Ausblick bleibt unverändert

Novartis erzielte per Ende September einen Umsatz von 36,2 Milliarden Franken. Das ist gleich viel wie in der Vorjahresperiode. Bei konstanten Wechselkursen wäre der Umsatz um 1 Prozent höher ausgefallen, hiess es. Das operative Ergebnis verringerte sich derweil um 4 Prozent auf 6,6 Milliarden US-Dollar. Der Reingewinn sank um 1 Prozent auf 5,7 Milliarden Dollar über neun Monate.

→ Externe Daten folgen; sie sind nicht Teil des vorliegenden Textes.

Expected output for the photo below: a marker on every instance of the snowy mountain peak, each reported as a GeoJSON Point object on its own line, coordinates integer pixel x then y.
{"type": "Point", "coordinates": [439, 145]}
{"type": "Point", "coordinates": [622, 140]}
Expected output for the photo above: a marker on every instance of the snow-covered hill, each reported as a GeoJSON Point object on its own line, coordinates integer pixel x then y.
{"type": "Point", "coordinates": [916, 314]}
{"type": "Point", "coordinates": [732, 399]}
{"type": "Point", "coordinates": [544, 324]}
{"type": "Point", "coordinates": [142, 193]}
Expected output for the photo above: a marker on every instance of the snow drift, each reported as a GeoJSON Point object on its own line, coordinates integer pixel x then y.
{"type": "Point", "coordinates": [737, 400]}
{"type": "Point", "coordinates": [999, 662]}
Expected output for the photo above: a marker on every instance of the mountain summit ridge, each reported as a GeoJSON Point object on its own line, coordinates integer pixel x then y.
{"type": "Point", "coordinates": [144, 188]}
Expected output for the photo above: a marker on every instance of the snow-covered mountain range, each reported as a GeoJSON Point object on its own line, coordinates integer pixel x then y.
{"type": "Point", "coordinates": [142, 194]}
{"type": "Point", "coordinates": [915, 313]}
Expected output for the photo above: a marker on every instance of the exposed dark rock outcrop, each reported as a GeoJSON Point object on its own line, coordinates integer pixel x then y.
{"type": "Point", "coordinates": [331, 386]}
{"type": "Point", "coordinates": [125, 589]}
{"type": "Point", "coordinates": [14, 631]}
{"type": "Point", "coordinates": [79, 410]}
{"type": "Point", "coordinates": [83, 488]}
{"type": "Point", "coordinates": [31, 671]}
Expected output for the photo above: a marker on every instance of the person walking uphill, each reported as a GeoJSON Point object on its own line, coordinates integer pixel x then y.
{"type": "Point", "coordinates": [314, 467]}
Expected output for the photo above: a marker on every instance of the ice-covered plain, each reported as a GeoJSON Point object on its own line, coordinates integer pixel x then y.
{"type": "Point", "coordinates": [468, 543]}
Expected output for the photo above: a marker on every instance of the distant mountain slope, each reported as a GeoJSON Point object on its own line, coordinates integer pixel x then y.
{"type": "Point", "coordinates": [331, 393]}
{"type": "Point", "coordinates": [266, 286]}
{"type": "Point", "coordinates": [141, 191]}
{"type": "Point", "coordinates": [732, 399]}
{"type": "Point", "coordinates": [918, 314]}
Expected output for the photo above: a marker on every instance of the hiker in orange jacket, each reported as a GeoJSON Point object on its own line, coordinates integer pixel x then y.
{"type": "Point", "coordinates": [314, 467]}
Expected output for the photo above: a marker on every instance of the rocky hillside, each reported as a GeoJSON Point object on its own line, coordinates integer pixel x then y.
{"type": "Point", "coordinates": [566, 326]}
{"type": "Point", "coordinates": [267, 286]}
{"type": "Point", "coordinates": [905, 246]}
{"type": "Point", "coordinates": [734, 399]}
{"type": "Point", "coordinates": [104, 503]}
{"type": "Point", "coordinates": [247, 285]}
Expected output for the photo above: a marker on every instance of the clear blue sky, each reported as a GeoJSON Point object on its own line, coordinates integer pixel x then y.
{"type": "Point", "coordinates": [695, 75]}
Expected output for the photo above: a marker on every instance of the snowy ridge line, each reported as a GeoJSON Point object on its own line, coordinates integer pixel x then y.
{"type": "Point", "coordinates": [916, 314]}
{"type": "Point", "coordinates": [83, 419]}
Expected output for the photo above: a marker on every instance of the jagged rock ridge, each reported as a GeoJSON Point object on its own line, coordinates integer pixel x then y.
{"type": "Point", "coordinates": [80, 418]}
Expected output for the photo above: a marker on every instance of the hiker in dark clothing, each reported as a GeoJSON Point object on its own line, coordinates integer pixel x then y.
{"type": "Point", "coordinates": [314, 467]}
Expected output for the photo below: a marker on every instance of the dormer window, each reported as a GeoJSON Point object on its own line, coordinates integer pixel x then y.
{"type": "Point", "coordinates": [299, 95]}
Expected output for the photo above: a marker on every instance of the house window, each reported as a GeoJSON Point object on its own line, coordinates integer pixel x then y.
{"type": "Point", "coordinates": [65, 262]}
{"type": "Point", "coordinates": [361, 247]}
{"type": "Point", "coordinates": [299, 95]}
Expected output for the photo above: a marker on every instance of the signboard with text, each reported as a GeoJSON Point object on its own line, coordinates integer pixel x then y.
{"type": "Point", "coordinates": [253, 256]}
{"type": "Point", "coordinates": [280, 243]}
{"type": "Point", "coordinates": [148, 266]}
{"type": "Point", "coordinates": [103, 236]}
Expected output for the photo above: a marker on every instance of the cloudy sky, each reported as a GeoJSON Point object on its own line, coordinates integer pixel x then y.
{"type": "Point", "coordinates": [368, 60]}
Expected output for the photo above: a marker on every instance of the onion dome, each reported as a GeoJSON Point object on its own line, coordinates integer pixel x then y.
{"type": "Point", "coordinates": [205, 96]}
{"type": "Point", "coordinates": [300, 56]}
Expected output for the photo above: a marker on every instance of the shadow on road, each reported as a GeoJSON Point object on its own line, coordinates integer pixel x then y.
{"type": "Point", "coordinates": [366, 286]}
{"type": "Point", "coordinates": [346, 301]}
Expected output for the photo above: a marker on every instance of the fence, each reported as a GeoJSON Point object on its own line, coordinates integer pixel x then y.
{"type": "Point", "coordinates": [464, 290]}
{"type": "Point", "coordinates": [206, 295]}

Im dritten Quartal haben die Umsätze gegenüber dem Vorjahresquartal hingegen um 2 Prozent auf 12,4 Milliarden Dollar zugelegt. Dabei konnten alle Divisionen zum Wachstum beitragen. Unter dem Strich verdiente der Pharma-Riese im dritten Quartal 2,1 Milliarden Franken - 7 Prozent mehr als in der Vorjahresperiode.

"Der Konzern erzielte einen soliden Umsatz mit Zuwächsen in allen Divisionen, wobei Alcon sowohl beim Umsatz als auch beim operativen Kernergebnis kräftig zulegte", wird der noch bis Ende Januar 2018 amtierende CEO Joseph Jimenez in der Mitteilung zitiert.

Mit Blick auf das Gesamtjahr bestätigt Novartis den Ausblick für den Gesamtkonzern. So wird zu konstanten Wechselkursen weiter ein Nettoumsatz weitgehend auf dem Niveau des Vorjahres erwartet. Das operative Kernergebnis dürfte derweil weitgehend auf Vorjahresniveau liegen oder um einen niedrigen einstelligen Prozentsatz zurückgehen.